Zobacz wideo Tajemnica kortów Wimbledonu. Dlaczego tak bardzo różnią się od innych?

Kłamstwa rosyjskiej propagandy i wyrzuty sumienia

Wimbledon słynie z przywiązywania dużej wagi do tradycji. Jedną z nich są biało stroje, w których występują zawodnicy. Nie wolno im mieć żadnych kolorowych elementów. Podczas meczu Curenko z Kalininą odstąpiono jednak od tego i tenisistki mogły wystąpić z przypiętymi do strojów wstążeczkami w kolorze ukraińskiej flagi.
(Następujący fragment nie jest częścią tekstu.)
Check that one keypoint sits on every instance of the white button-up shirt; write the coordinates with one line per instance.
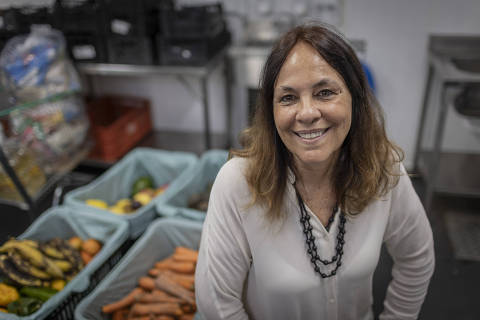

- Spytałam wcześniej, czy możemy mieć takie wstążki i pozwolono nam - wyjaśnia krótko zwyciężczyni tego pojedynku.

Następnie zaś opowiada o dramacie, który rozgrywa się od czterech miesięcy w jej ojczyźnie. Nawiązuje m.in. do niedawnego ataku Rosjan na centrum handlowe w Krzemieńczuku. Wytyka też kłamstwa agresorowi.
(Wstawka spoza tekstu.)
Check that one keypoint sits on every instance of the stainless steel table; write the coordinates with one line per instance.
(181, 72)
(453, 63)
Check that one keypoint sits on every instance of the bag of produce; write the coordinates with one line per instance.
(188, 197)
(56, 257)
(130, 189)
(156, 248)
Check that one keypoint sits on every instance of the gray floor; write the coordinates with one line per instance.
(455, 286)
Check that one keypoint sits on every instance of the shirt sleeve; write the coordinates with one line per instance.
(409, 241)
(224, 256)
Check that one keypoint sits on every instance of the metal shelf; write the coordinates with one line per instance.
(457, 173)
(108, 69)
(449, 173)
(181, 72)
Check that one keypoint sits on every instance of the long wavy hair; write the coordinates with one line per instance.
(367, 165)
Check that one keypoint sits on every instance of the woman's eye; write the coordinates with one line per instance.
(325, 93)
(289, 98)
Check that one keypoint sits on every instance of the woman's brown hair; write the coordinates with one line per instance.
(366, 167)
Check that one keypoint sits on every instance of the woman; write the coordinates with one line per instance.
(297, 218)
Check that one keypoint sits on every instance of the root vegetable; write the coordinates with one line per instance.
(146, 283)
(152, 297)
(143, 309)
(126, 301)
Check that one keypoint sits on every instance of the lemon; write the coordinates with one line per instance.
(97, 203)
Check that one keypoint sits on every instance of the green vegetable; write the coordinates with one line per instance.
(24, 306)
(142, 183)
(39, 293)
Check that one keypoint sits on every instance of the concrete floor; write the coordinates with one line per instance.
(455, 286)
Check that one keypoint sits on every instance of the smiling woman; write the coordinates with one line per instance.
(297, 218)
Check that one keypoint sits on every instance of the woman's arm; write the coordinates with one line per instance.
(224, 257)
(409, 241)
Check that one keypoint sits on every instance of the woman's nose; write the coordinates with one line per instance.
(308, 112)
- To po prostu okropne, co się dzieje teraz na Ukrainie. Akty terroru, zginęło wielu cywili. Bardzo bolesne jest dla mnie, kiedy widzę jak rosyjska propaganda twierdzi np. że centrum handlowe w Krzemieńczuku było zamknięte. To kłamstwo. Mój trener przygotowania fizycznego jest z tego miasta. Jego teściowa pracuje w tym centrum i miała szczęście, że tego dnia miała wolne. On i jego ojciec byli w pobliżu. Odłamek trafił go w głowę. Jego ojciec przewrócił się pod wpływem fali powietrza - relacjonuje 33-letnia tenisistka.

Jednocześnie przyznaje, że ma wyrzuty sumienia dotyczące sytuacji w jej ojczyźnie, gdy sama jest z dala od niej.

- Czuję się strasznie, czuję się bardzo winna i mam wrażenie, że nic nie mogę zrobić. Mogę jedynie nadal grać i - jak już mówiłam - będę przekazywać 10 procent moich nagród finansowych na pomoc - przypomina.

Dopytywana, skąd u niej akurat takie odczucia skoro wielu jej rodaków opuściło kraj po wybuchu wojny, wyznaje, że w marcu rozmyślała, co dalej robić.

- Przed Indian Wells zastanawiałam się, czy powinnam zostać w tourze i próbować grać, czy wrócić do kraju i pomagać jako wolontariuszka. Wiele o tym myślałam. Rozmawiałam z przyjaciółmi. Mówili: Daj spokój, jesteś kobietą. Możesz nadal grać i np. przekazać pieniądze. Wiele już przekazałam i będę nadal to robić. Czasem pomagam w ten sposób przypadkowym osobom, czasem takim, które znam, a które są na froncie. Dzięki temu czuję się lepiej. Mam poczucie, że coś robię, nie ma we mnie już takiej winy, ale wciąż jest ból - podsumowuje.

"10 dolarów to 10 butelek wody dla ludzi, którzy nie mają jej od kilku miesięcy"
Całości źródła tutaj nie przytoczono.